Cloud computing paradigm is still an evolving paradigm but has recently gained tremendous momentum due to its potential for significant cost reduction and increased operating efficiencies in computing. However, its unique aspects exacerbate security and privacy challenges that pose as the key roadblock to its fast adoption. Cloud computing has already become very popular, and practitioners need to provide security mechanisms to ensure its secure adoption. In this chapter, the authors discuss access control systems and policy management in cloud computing environments. The cloud computing environments may not allow use of a single access control system, single policy language, or single management tool for the various cloud services that it offers. Currently, users must use diverse access control solutions available for each cloud service provider to secure data. Access control policies may be composed in incompatible ways because of diverse policy languages that are maintained separately at every cloud provider. Heterogeneity and distribution of these policies pose problems in managing access policy rules for a cloud environment. In this chapter, the authors discuss challenges of policy management and introduce a cloud based policy management framework that is designed to give users a unified control point for managing access policies to control access to their resources no matter where they are stored.
TopIntroduction
Cloud computing has recently generated intensive interest within computing research communities. It essentially tries to consolidate the economic utility model with the evolutionary development of many existing computing approaches and technologies such as distributed services, applications, information and infrastructure consisting of pools of computers, networks, information and storage resources (Cloud Security Alliance, 2011), Catteddu & Hogben, 2009). Cloud computing has shown tremendous potential to enhance collaboration, agility, scale, and availability (Takabi, Joshi, & Ahn, 2010). Its definitions, attributes, characteristics, issues, underlying technologies, risks, and values have been evolving and change over time. Confusion still exists about how a cloud is different from existing models and how these differences might affect its adoption. Some see a cloud as a novel technical revolution while others consider it a natural evolution of technology, economy and culture (Takabi, Joshi, & Ahn, 2010).
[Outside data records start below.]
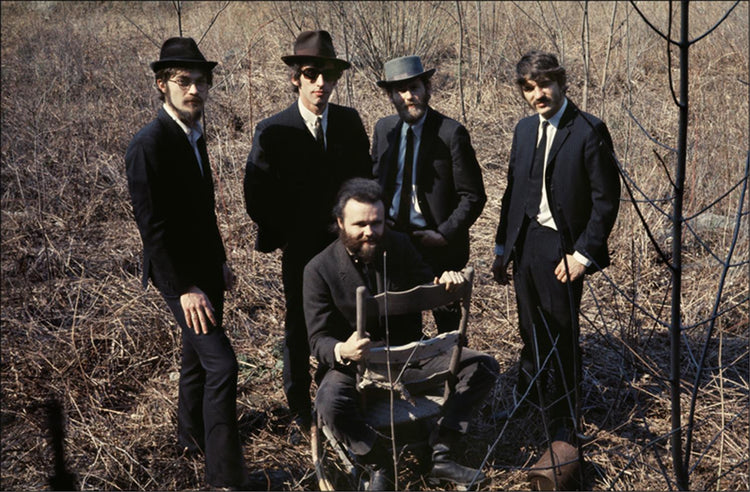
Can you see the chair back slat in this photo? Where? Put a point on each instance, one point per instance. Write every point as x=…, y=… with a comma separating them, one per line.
x=373, y=372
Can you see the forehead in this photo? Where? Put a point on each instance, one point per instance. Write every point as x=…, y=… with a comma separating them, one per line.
x=543, y=81
x=319, y=64
x=193, y=73
x=412, y=84
x=355, y=211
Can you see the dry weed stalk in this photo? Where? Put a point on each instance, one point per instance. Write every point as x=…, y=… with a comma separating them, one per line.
x=77, y=326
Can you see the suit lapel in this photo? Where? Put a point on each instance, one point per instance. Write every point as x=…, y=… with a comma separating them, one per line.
x=563, y=131
x=189, y=165
x=347, y=273
x=390, y=158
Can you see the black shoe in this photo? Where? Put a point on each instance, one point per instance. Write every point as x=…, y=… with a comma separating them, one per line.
x=381, y=477
x=299, y=430
x=443, y=468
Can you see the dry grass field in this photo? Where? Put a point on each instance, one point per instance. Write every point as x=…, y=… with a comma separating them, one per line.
x=77, y=327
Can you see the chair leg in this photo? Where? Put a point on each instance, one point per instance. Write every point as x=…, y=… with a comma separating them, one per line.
x=324, y=484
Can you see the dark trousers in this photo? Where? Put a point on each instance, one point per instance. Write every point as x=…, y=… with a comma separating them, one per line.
x=296, y=371
x=207, y=400
x=548, y=318
x=338, y=401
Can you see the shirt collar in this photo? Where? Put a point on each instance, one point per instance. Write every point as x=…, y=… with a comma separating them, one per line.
x=309, y=117
x=194, y=133
x=416, y=127
x=555, y=120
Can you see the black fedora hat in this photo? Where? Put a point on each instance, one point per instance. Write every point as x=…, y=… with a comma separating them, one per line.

So far, no single, agreed upon definition of cloud computing exists. The US National Institute of Standards and Technology (NIST) defines cloud as follows: “Cloud computing is a model for enabling ubiquitous, convenient, on-demand network access to a shared pool of configurable computing resources (e.g., networks, servers, storage, applications, and services) that can be rapidly provisioned and released with minimal management effort or service provider interaction. This cloud model promotes availability and is composed of five essential characteristics, three service models, and four deployment models.” (Mell & Grance, 2011). The five key characteristics of cloud computing include on demand self-service, ubiquitous network access, location independent resource pooling, rapid elasticity, and measured service, all of which are geared toward using clouds seamlessly and transparently (Mell & Grance, 2011). The three key cloud delivery models are software as a service (SaaS), platform as a service (PaaS), and infrastructure as a service (IaaS) (Mell & Grance, 2011).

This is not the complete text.